Co w najbliższych dniach? Analiza techniczna EUR/USD nie wyklucza, że dojdzie do zbudowania formacji szerszego podwójnego dna, co oznaczałoby spadek notowań tej pary w okolice 1,25 (dzisiaj rano oscylowały wokół 1,27). Przyczynić się do tego mogą ewentualne zniżki na Wall Street i spekulacje wokół skali cięcia stóp procentowych przez Europejski Bank Centralny, podczas posiedzenia zaplanowanego na 6 listopada b.r. Taka formacja będzie jednak sugerować, iż pierwsza połowa listopada upłynie pod znakiem wzrostów EUR/USD i ponownego przetestowania wczorajszych maksimów w okolicach 1,33.
Ciekawa sytuacja rysuje się natomiast na złotym. Niewątpliwie stabilności naszej waluty nie będzie sprzyjać „upolitycznienie” kwestii wejścia do strefy euro.

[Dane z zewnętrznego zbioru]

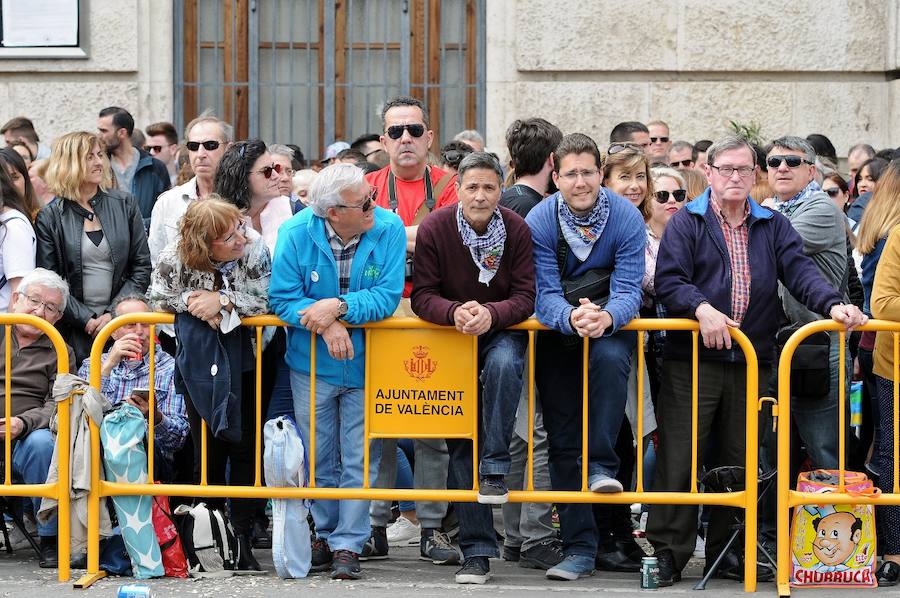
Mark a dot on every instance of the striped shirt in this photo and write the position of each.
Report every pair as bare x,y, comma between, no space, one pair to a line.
736,241
170,431
343,255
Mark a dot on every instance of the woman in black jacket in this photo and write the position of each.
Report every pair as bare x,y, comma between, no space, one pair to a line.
92,235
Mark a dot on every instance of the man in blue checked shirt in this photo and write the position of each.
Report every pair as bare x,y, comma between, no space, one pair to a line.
126,367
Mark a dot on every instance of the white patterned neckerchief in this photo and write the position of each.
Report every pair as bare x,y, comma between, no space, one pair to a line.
487,249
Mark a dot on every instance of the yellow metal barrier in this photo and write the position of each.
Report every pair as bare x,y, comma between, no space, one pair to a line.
745,499
788,498
60,490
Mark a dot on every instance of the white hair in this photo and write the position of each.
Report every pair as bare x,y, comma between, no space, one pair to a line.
325,191
47,279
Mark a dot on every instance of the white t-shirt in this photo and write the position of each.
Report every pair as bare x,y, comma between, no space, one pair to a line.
17,249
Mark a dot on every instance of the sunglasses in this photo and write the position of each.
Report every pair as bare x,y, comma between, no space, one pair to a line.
366,205
791,161
678,195
616,148
267,171
209,145
396,131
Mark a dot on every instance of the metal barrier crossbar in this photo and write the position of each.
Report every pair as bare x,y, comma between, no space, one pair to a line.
745,499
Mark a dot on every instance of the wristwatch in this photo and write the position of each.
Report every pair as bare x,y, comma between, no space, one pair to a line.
342,308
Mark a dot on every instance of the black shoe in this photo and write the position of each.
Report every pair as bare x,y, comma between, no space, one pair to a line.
888,574
512,553
492,490
632,550
321,556
475,570
436,547
49,557
246,562
376,547
668,573
259,534
345,565
542,556
614,559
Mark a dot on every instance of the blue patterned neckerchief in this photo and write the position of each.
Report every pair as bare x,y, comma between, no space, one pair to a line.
789,206
487,249
581,232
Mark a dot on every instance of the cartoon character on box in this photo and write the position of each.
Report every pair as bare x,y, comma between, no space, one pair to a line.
836,541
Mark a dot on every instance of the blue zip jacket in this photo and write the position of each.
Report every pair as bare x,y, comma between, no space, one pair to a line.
693,267
304,270
620,248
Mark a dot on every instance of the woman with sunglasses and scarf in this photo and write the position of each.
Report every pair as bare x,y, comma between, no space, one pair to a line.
92,235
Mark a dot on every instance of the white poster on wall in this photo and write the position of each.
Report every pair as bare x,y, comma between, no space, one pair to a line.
40,23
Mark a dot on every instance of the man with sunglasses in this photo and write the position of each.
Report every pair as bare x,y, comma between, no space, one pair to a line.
341,260
710,252
206,139
412,189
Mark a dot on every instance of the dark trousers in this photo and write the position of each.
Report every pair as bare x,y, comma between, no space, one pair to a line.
559,375
721,408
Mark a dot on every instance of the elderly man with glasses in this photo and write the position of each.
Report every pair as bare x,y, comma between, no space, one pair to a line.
710,252
44,294
340,261
589,262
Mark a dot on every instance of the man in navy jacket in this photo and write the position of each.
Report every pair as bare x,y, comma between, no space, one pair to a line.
709,254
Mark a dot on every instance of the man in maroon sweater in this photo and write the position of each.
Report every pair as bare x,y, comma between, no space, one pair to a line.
474,270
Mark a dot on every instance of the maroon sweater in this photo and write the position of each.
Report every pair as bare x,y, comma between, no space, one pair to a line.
445,277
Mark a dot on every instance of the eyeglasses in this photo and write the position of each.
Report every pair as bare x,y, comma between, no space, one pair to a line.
791,161
682,163
616,148
396,131
267,171
34,302
573,175
209,145
727,171
240,229
366,205
678,195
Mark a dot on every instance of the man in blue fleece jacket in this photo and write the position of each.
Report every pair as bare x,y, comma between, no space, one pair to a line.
343,259
600,230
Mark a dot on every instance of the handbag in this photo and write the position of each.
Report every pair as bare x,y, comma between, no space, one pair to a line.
592,285
810,366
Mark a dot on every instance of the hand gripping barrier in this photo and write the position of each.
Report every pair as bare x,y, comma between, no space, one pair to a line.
422,333
59,490
788,498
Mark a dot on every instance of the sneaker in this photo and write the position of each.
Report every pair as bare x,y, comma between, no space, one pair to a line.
321,556
543,556
492,490
404,532
436,547
376,547
512,554
605,484
345,565
571,568
474,570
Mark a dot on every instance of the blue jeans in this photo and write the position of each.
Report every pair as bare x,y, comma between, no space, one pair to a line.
558,370
340,413
31,462
501,356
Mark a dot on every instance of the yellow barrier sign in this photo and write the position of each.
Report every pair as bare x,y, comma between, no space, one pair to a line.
420,383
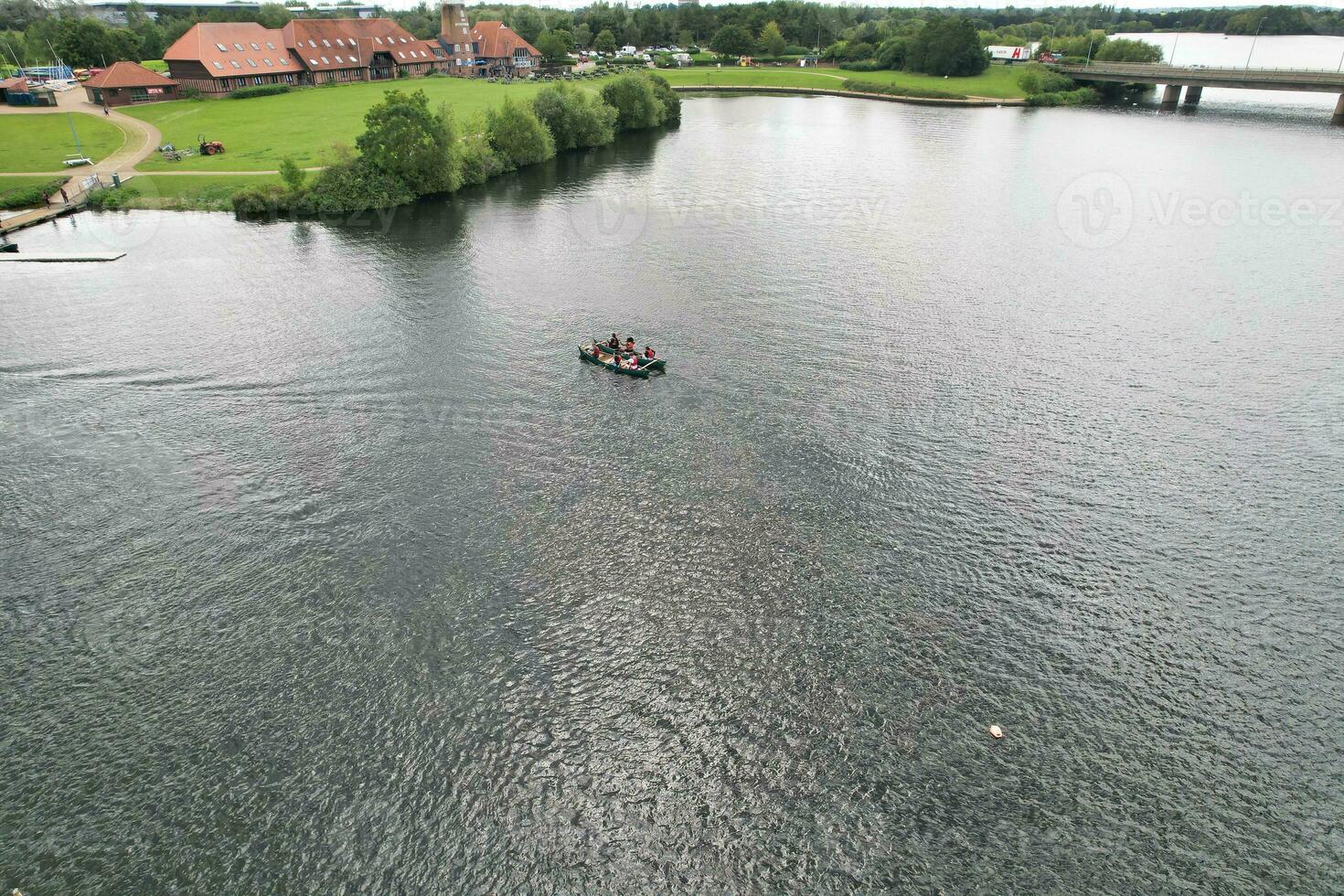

Wczoraj prezydent Kaczyński już nieco chłodniej wypowiadał się na ten temat, a szef NBP, Sławomir Skrzypek był sceptyczny, co do utrzymania terminów zapisanych w rządowym harmonogramie. Można mieć nadzieję, że zagraniczni inwestorzy w porę zrozumieją tą „polską specyfikę”. Wracając do prognoz. Odreagowanie po wcześniejszym umocnieniu, doprowadziło EUR/PLN w kierunku wyraźnego oporu na 3,65. Jeżeli zostałby on naruszony, to dość realny byłby test rejonu 3,6850. Niemniej poziomy powyżej 3,65 zł, warto wykorzystywać do sprzedaży euro za złote. Do pierwszej połowy listopada możliwy jest test rejonów 3,40-3,45 zł. W przypadku dolara rynek wykonał dokładnie 50 proc. odbicie, testując dzisiaj rano poziom 2,8830 zł. Nie można jednak zupełnie wykluczyć próby wzrostu nawet do 2,9450 zł. Generalnie strefa 2,8830-2,9450 zł może okazać się dobrą okazją do sprzedaży dolarów z celem na ponowny test okolic 2,60 zł i niżej, w terminie do połowy listopada.
Marek Rogalski
Główny Analityk
First International Traders Dom Maklerski S.A.